The women of the family hasten to the kitchen. In honor of the Local guests, they have decided to modify the traditional serving of tamales. Kaab finds herself holding a copper tray on her shoulder and a basket heaped with ant-egg tamales in the crook of her other elbow.
“What if I drop it, Aunt?” Kaab asks very innocently.
“What if you—” Ixsaabim goes a little pale, peers at her niece, and laughs abruptly. “You little minx! You nearly had me! The great Ixkaab, dropping her food.” She laughs again and gently touches the cotton ribbons woven into Kaab’s braids. “How much you remind me of your mother, dear.”
Kaab bites back sudden tears. She ducks her head. “Thank you, Aunt Saabim.”
There’s no time for any more. The flutes have begun to play in the hall and now the drums will start and the song begins at the front of the line of women, where Kaab takes the place of honor. This feast is—nominally, and, in some small way, actually—a celebration of her arrival.
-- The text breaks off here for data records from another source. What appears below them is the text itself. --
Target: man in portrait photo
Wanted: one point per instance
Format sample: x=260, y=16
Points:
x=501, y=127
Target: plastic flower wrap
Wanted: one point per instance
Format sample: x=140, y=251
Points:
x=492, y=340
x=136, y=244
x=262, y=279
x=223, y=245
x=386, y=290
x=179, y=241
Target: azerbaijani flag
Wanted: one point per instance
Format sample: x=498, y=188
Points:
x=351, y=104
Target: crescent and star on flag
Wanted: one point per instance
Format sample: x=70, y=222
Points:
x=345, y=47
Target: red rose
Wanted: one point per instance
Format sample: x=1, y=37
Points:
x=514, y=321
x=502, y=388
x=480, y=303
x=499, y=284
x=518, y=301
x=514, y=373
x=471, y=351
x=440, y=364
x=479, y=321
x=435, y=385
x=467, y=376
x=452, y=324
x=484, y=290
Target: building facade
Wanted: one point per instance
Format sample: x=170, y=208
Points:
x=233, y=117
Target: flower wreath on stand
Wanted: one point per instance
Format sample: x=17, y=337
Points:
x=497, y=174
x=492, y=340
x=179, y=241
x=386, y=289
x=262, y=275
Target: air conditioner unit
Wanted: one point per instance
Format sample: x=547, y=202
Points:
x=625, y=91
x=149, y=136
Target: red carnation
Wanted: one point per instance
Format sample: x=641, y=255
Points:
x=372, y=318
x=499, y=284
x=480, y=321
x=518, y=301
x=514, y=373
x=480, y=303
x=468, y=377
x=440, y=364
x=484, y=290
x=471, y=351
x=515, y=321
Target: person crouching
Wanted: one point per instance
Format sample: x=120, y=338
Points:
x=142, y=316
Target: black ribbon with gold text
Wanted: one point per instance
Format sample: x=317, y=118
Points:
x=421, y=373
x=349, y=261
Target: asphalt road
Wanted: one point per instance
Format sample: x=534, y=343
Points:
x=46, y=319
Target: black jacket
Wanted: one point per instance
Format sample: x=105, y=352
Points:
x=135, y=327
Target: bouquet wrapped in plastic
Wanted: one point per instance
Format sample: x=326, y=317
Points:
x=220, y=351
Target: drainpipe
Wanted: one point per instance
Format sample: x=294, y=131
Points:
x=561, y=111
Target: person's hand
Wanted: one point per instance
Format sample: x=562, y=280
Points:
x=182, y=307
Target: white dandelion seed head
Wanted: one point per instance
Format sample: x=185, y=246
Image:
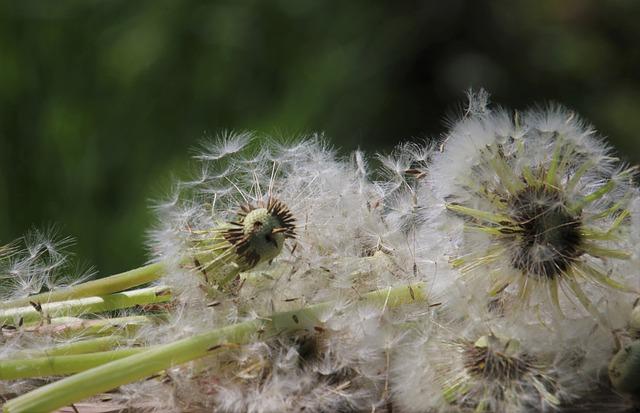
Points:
x=498, y=366
x=544, y=206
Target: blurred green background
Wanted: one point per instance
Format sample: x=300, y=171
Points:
x=101, y=100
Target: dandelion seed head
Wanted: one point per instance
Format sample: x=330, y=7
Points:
x=544, y=205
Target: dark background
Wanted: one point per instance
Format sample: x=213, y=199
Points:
x=101, y=100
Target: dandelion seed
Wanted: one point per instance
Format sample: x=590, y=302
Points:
x=546, y=208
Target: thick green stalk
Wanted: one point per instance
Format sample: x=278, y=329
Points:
x=102, y=286
x=59, y=365
x=78, y=327
x=85, y=305
x=624, y=369
x=92, y=345
x=147, y=363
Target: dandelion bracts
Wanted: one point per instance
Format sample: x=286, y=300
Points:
x=147, y=363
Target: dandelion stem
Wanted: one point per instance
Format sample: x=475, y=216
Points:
x=59, y=365
x=624, y=369
x=92, y=345
x=102, y=286
x=85, y=305
x=149, y=362
x=78, y=327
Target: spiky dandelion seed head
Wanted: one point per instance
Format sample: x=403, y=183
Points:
x=493, y=366
x=544, y=204
x=259, y=233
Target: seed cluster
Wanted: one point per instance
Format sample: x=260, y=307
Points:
x=549, y=235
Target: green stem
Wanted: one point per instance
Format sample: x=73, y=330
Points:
x=60, y=365
x=102, y=286
x=147, y=363
x=624, y=369
x=92, y=345
x=78, y=327
x=126, y=299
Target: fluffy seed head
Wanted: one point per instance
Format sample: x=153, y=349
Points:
x=544, y=204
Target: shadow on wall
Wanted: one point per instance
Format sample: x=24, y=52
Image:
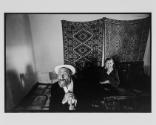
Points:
x=17, y=86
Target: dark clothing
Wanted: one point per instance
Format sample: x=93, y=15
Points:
x=57, y=94
x=112, y=77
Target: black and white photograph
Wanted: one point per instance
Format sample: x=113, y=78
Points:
x=77, y=62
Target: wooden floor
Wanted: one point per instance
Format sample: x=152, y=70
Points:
x=38, y=100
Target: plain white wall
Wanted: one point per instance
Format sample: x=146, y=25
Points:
x=48, y=39
x=19, y=59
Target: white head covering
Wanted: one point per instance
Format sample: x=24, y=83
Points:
x=65, y=66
“We bring tamales,” she sings in the language of her childhood. They don’t mention the hares, because there is no word in Kindaan for saffron, and the Locals wouldn’t understand in any case.
“Good god,” blurts Master Greenglass when they dance into the room, smiling and spinning. “Are those saffron hares?”
“Won’t the Duchess Tremontaine turn green when she hears of this!”
“Gracious, they’re as orange as a sunset!”
“How poetic, darling. But I expect they’ve used some kind of dye. It’ll be all turmeric, and bitter as an old radish.”
“My sister had the good fortune to attend the Duchess Tremontaine’s little soiree,” says the young lady of the indiscreet whisper. “She married a noble, you know.”